Boards had been nailed over the door, and the original sign had an addendum tacked to it: P
LEASE DIRECT INQUIRIES ELSEWHERE
. Hell. How else to find this Skelling? Mount Auburn probably had records, but I got the shivers about going back there, even in daylight. Maybe the library—and where would I even begin, once there? The vast repository of information and porn that was the Internet? I turned away from the door, intending to head on home, then stopped as someone clomped down the stairs toward me. I caught the scent a moment before I saw him, and my lips curled back from my teeth.
Janssen saw me too, but a moment too late. He backed up a step, the shit-eating grin dropping off his face. “What the fuck are you doing here?”
“None of your business.” I tried to move past him.

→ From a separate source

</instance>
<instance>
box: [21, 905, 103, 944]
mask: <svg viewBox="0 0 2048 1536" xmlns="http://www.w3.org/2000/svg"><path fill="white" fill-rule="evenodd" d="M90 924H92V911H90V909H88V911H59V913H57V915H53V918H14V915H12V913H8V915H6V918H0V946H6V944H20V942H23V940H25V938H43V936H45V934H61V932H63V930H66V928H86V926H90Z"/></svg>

He moved into my path, hands out in a placating gesture. “Hang on, hang on, I didn’t come here to fight. They’re closed up? For real?”
“Yes, for real.” I paused. “You didn’t know that?”
Janssen grinned. From this angle he looked different, off, some aspect of how he held his head, how his body language had changed from the cravenness of the day before. I didn’t like it. “I don’t usually bother with the small-fry stuff. But there’s only so many places you can get certain things…What about you? Fair’s fair.”
“I ran out of Tiger Balm.” If Janssen hadn’t known about the Three Cranes being closed, he wouldn’t have been the one to hire those three bozos from yesterday.
They’d counted on the “closed” sign keeping away witnesses. Just because he didn’t have anything to do with it didn’t mean I liked him any better, though. “I thought you were getting out of town. Mind telling me what made you stay?”